Verstraete M, Zoldhelyi P
Center for Molecular and Vascular Biology, University of Leuven, Belgium.
Drugs. 1995 Jun;49(6):856-84. doi: 10.2165/00003495-199549060-00002.
Platelet activation plays a critical role in thromboembolic disorders, and aspirin remains a keystone in preventive strategies. This remarkable efficacy is rather unexpected, as aspirin selectively inhibits platelet aggregation mediated through activation of the arachidonic-thromboxane pathway, but not platelet aggregation induced by adenosine diphosphate (ADP), collagen and low levels of thrombin. This apparent paradox has stimulated investigations on the effect of aspirin on eicosanoid-independent effects of aspirin on cellular signalling. It has also fostered the search for antiplatelet drugs inhibiting platelet aggregation at other levels than the acetylation of platelet cyclo-oxygenase, such as thromboxane synthase inhibitors and thromboxane receptor antagonists. The final step of all platelet agonists is the functional expression of glycoprotein (GP) IIb/IIIa on the platelet surface, which ligates fibrinogen to link platelets together as part of the aggregation process. Agents that interact between GPIIb/IIIa and fibrinogen have been developed, which block GPIIb/IIIa, such as monoclonal antibodies to GPIIb/IIIa, and natural and synthetic peptides (disintegrins) containing the Arg-Gly-Asp (RGD) recognition sequence in fibrinogen and other adhesion macromolecules. Also, some non-peptide RGD mimetics have been developed which are orally active prodrugs. Stable analogues of prostacyclin, some of which are orally active, are also available. Thrombin has a pivotal role in both platelet activation and fibrin generation. In addition to natural and recombinant human antithrombin III, direct antithrombin III-independent thrombin inhibitors have been developed as recombinant hirudin, hirulog, argatroban, boroarginine derivatives and single stranded DNA oligonucleotides (aptanes). Direct thrombin inhibitors do not affect thrombin generation and may leave some 'escaping' thrombin molecules unaffected. Inhibition of factor Xa can prevent thrombin generation and disrupt the thrombin feedback loop that amplifies thrombin production.
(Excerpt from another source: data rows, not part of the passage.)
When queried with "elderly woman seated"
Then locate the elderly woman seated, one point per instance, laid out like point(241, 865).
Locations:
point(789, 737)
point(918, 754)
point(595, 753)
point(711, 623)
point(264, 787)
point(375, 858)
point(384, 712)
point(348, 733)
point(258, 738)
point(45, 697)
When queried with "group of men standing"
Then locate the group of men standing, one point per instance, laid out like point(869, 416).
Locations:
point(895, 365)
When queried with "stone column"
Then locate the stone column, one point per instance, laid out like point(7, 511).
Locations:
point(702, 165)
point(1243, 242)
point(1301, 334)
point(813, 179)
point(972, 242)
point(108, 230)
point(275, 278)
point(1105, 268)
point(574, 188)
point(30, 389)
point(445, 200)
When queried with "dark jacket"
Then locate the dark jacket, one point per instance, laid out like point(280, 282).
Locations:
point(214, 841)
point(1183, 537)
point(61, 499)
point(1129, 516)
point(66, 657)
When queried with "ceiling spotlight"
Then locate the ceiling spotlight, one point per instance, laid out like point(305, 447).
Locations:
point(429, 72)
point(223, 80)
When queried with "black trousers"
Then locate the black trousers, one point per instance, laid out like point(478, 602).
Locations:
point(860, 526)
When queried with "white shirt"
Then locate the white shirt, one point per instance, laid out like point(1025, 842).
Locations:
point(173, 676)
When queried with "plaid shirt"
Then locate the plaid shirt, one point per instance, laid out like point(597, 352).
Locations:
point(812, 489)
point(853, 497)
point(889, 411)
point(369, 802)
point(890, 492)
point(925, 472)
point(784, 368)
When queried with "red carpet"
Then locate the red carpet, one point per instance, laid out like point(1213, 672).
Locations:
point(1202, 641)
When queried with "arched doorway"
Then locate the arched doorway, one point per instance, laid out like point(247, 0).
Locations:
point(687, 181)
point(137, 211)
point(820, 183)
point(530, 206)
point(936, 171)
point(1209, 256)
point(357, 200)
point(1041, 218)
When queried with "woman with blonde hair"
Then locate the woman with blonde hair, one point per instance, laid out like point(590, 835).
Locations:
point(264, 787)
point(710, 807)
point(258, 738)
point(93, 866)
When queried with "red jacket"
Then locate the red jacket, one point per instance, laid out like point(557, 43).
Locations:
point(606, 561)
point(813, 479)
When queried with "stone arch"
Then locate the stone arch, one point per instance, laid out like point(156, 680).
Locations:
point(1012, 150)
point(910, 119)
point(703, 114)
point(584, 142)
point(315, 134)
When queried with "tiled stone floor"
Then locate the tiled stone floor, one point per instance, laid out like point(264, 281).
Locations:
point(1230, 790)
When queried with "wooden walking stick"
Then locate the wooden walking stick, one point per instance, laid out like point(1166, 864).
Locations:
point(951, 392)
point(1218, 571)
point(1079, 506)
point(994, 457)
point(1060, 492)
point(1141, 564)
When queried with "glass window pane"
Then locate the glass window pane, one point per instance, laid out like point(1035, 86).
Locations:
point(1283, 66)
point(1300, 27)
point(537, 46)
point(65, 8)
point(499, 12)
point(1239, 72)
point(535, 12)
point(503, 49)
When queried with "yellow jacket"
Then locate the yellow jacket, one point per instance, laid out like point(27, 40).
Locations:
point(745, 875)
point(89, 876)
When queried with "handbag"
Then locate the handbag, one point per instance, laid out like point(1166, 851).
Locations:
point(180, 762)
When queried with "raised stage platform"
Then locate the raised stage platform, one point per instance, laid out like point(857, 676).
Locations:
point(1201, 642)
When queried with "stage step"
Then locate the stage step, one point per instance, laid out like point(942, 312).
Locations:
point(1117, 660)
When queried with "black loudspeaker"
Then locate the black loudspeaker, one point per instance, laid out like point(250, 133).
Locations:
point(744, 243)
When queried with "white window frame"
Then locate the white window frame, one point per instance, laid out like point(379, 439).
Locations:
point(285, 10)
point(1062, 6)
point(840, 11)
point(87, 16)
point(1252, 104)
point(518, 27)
血小板活化在血栓栓塞性疾病中起关键作用,阿司匹林仍是预防策略的基石。这种显著的疗效相当出人意料,因为阿司匹林选择性抑制通过花生四烯酸 - 血栓素途径激活介导的血小板聚集,但不抑制由二磷酸腺苷(ADP)、胶原和低水平凝血酶诱导的血小板聚集。这一明显的矛盾激发了对阿司匹林对细胞信号转导中类花生酸非依赖性作用影响的研究。这也促使人们寻找在血小板环氧化酶乙酰化以外的其他水平抑制血小板聚集的抗血小板药物,如血栓素合酶抑制剂和血栓素受体拮抗剂。所有血小板激动剂的最后一步是血小板表面糖蛋白(GP)IIb/IIIa的功能性表达,在聚集过程中,它连接纤维蛋白原将血小板连接在一起。已经开发出了在GPIIb/IIIa和纤维蛋白原之间相互作用的药物,这些药物可阻断GPIIb/IIIa,如抗GPIIb/IIIa单克隆抗体,以及在纤维蛋白原和其他粘附大分子中含有精氨酸 - 甘氨酸 - 天冬氨酸(RGD)识别序列的天然和合成肽(去整合素)。此外,还开发了一些口服活性前药形式的非肽RGD模拟物。前列环素的稳定类似物也有一些是口服活性的。凝血酶在血小板活化和纤维蛋白生成中都起关键作用。除了天然和重组人抗凝血酶III外,还开发了直接非抗凝血酶III依赖性凝血酶抑制剂,如重组水蛭素、hirulog、阿加曲班、硼精氨酸衍生物和单链DNA寡核苷酸(适体)。直接凝血酶抑制剂不影响凝血酶的生成,可能会使一些“逃逸”的凝血酶分子不受影响。抑制因子Xa可防止凝血酶生成并破坏放大凝血酶产生的凝血酶反馈环。